The ramifications of an extended delay could be far-reaching. If the case is not adjudicated until after the 2024 election and Trump is re-elected, he could try to pardon himself or direct the attorney general to have the justice department drop the case in its entirety.

In a 20-page opinion, the judge said Trump did not meet the standard for her to take herself off the case, citing a supreme court ruling that said a judge’s statements made in a judicial setting do not constitute a basis for a motion to recuse unless they implied some deep-seated favoritism.

The judge ruled that the two instances of her expressing her opinion about Trump’s potential culpability – which Trump argued showed her bias – did not rise to that standard and chastised Trump’s lawyers for contending that her comments showed she wanted Trump to be prosecuted and imprisoned.

Trump had pinpointed two statements in his recusal motion filed earlier in September.

The first was Chutkan’s statement in October 2022 when she told one January 6 riot defendant, referring to the attack: “And the people who mobbed the Capitol were there in fealty, in loyalty, to one man … It’s a blind loyalty to one person who, by the way, remains free to this day.”

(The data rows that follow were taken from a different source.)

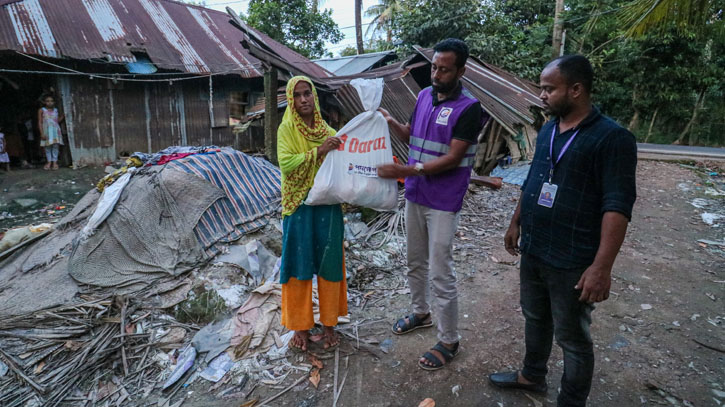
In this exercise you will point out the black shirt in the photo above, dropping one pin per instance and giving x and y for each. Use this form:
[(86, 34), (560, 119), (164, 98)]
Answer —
[(469, 123), (595, 175)]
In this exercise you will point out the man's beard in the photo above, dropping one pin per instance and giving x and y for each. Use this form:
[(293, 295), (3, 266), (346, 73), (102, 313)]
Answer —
[(559, 111)]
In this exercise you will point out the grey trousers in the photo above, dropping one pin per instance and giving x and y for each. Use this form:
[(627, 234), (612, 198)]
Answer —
[(430, 253)]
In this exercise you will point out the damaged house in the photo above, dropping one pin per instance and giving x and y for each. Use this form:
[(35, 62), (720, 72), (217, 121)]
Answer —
[(129, 75)]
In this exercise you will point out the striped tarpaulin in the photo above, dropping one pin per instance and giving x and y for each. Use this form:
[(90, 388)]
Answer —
[(253, 191)]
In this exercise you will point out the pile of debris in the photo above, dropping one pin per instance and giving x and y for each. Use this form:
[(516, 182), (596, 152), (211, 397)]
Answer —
[(125, 312)]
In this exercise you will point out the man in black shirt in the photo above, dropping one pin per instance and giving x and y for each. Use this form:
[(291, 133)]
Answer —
[(572, 218)]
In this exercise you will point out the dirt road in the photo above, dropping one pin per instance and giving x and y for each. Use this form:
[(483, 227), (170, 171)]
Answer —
[(659, 338), (644, 356)]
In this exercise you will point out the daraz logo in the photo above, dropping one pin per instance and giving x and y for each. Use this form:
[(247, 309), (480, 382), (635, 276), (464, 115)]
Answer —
[(355, 146)]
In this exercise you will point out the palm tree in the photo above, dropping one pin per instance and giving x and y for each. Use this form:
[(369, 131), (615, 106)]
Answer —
[(641, 16), (384, 15)]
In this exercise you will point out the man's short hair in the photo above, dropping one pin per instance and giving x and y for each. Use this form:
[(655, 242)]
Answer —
[(456, 46), (576, 68)]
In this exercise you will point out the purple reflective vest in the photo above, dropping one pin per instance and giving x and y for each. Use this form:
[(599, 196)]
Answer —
[(430, 137)]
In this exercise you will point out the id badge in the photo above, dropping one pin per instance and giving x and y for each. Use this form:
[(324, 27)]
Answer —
[(548, 194)]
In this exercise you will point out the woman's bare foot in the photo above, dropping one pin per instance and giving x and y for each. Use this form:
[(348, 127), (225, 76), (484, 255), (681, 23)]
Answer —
[(331, 338), (300, 340)]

The second was in December 2021 when Chutkan told another January 6 riot defendant: “The people who exhorted you and and encouraged you and rallied you to go and take action and to fight have not been charged,” adding she had “her opinions” about what should happen.

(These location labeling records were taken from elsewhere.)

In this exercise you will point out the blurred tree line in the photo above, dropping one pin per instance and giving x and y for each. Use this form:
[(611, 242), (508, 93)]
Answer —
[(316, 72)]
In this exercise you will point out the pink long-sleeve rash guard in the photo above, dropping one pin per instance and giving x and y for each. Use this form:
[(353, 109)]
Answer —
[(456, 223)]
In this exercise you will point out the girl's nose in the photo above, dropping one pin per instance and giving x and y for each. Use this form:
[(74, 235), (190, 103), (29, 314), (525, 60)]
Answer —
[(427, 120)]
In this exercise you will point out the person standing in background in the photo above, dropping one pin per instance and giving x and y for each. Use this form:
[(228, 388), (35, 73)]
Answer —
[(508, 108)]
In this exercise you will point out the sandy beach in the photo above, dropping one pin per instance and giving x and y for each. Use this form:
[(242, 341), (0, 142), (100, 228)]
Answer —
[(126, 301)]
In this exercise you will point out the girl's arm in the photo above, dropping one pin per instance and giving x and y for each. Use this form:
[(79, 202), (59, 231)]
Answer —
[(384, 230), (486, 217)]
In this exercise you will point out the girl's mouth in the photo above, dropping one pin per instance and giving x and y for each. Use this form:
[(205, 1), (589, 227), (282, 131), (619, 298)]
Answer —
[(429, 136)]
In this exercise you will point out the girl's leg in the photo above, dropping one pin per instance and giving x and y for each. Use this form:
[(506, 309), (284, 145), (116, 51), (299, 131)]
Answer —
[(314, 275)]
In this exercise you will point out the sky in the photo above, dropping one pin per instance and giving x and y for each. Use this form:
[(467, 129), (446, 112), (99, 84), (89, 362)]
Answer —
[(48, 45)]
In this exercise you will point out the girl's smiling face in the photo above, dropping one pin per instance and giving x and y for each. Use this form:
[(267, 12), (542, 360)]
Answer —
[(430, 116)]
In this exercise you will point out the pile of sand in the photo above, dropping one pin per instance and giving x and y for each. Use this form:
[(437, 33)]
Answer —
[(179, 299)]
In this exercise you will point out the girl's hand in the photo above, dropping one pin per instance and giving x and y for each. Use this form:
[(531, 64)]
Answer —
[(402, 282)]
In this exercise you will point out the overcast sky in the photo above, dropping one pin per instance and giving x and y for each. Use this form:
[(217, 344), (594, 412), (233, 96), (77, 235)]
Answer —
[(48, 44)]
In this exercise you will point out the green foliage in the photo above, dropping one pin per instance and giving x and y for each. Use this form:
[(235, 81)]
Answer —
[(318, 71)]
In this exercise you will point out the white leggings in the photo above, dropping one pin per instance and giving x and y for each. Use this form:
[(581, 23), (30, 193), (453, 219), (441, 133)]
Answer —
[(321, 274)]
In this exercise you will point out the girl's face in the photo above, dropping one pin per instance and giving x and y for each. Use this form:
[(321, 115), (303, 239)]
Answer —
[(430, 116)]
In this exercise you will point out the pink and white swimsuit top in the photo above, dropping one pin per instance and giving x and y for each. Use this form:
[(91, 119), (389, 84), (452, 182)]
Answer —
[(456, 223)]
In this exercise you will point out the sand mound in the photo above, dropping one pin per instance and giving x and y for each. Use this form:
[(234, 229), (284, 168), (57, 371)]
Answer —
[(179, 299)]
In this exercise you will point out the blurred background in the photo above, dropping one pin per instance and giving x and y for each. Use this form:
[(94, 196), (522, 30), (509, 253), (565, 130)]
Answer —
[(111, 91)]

But the judge noted that those statements came in the course of her considering the defendants’ arguments contending they had stormed the Capitol at Trump’s implicit direction – and that she ultimately rejected their arguments attempting to pin their criminal liability on the former president.

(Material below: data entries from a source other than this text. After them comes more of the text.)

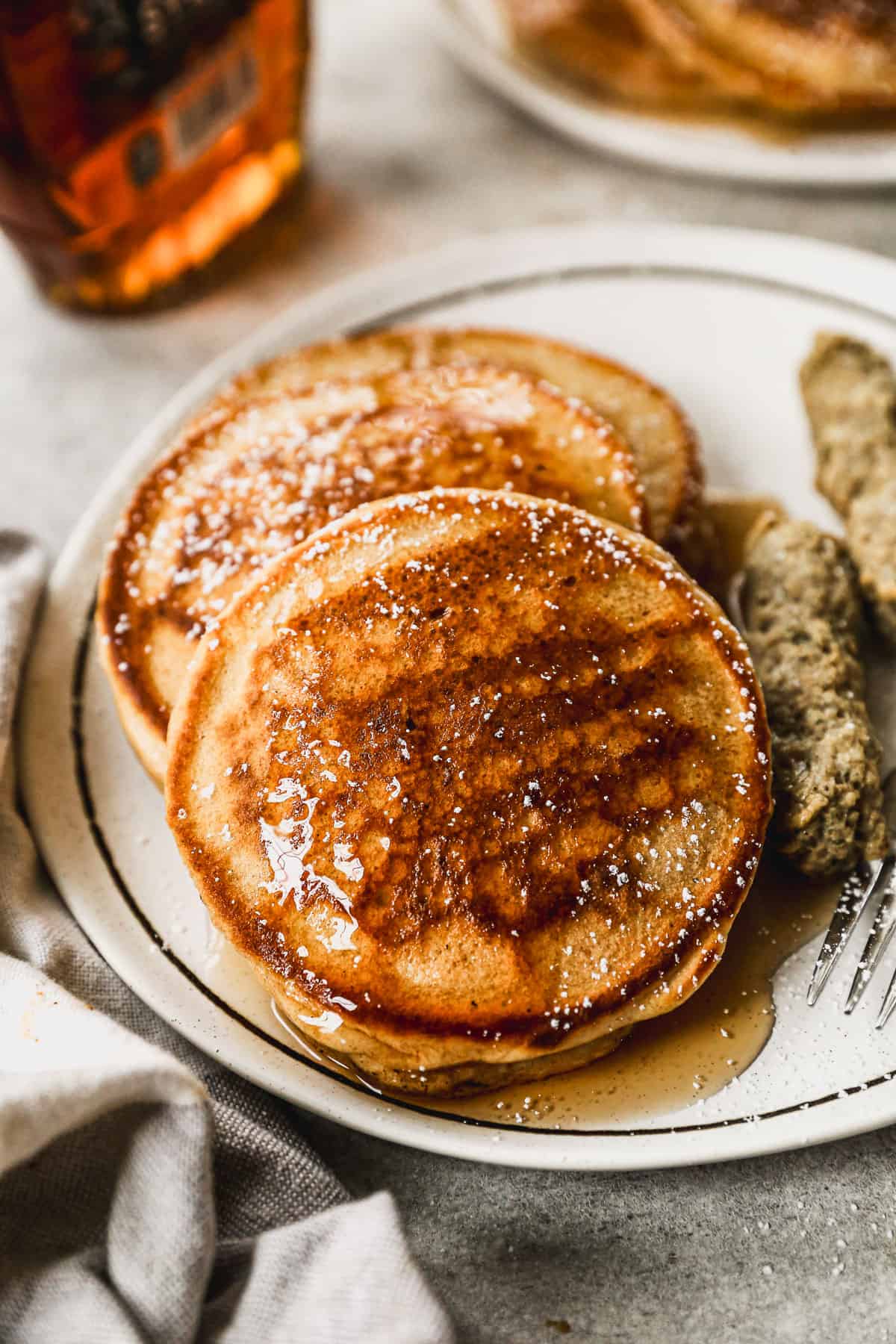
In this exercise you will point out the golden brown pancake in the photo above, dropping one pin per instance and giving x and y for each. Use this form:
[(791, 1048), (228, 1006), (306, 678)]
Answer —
[(662, 438), (250, 480), (598, 45), (476, 783), (791, 55)]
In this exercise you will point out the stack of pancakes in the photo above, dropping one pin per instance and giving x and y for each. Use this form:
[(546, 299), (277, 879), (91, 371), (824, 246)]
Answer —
[(457, 754), (802, 58)]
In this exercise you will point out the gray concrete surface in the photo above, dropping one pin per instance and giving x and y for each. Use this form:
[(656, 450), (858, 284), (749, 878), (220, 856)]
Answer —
[(408, 152)]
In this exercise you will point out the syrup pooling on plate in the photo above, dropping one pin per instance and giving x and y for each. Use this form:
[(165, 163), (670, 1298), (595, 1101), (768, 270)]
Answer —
[(684, 1058), (689, 1055)]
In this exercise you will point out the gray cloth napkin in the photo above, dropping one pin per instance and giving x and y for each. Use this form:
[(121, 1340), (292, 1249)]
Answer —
[(147, 1194)]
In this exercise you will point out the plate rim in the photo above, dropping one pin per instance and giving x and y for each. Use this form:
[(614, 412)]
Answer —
[(629, 134), (849, 276)]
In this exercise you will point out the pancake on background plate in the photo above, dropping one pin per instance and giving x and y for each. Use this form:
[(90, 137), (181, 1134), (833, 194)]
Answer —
[(476, 781), (659, 433), (788, 55), (249, 480)]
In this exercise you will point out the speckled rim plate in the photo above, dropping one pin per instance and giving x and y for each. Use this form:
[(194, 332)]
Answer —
[(476, 35), (676, 296)]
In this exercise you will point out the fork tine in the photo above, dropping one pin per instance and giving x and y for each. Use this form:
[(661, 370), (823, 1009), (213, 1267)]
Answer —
[(889, 1004), (853, 898), (880, 933)]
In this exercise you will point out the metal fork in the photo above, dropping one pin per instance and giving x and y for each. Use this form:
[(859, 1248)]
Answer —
[(865, 882)]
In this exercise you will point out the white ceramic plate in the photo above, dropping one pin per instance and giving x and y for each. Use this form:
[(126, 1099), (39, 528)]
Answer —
[(477, 37), (723, 319)]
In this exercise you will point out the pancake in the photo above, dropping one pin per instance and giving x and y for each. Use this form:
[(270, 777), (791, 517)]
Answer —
[(250, 480), (785, 55), (657, 430), (844, 52), (476, 783), (600, 46)]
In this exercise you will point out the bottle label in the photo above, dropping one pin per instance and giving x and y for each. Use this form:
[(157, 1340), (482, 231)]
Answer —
[(187, 119), (213, 99)]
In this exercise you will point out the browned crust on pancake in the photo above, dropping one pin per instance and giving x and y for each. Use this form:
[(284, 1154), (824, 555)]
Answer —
[(756, 55), (396, 918), (675, 494), (131, 625)]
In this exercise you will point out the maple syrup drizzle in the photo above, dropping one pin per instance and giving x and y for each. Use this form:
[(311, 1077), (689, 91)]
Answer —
[(695, 1051), (692, 1053)]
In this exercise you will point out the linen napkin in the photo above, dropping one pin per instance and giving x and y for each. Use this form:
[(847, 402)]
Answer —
[(147, 1194)]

“Those decisions undercut any notion that the court, in carrying out its sentencing duties with regard to Palmer and Priola, were pre-judging [Trump’s] guilt in this case,” Chutkan wrote.

The judge added Trump had a weak case based on legal precedent, after the DC circuit rejected a recusal motion against the US district judge John Sirica during the Watergate prosecutions, even after he had said he believed “criminal liability extended beyond the seven persons there charged” – which arguably went further than her remarks.

Filing a recusal motion is not necessarily uncommon and federal judges tend not to take offense, former prosecutors and defense attorneys have said, even if Trump files them almost as a matter of routine. Recently, Trump sought to recuse the state court judge in his Manhattan criminal case, which was denied.

A Trump spokesperson declined to address whether the former president would appeal the decision but said in a statement: “Disqualification is required whenever a reasonable person might conclude that the court is biased, such as is the situation here.”

Chutkan, an Obama appointee, came to the case with a reputation of being particularly tough in January 6-related prosecutions after she handed down sentences in some cases that were longer than had been requested by the justice department.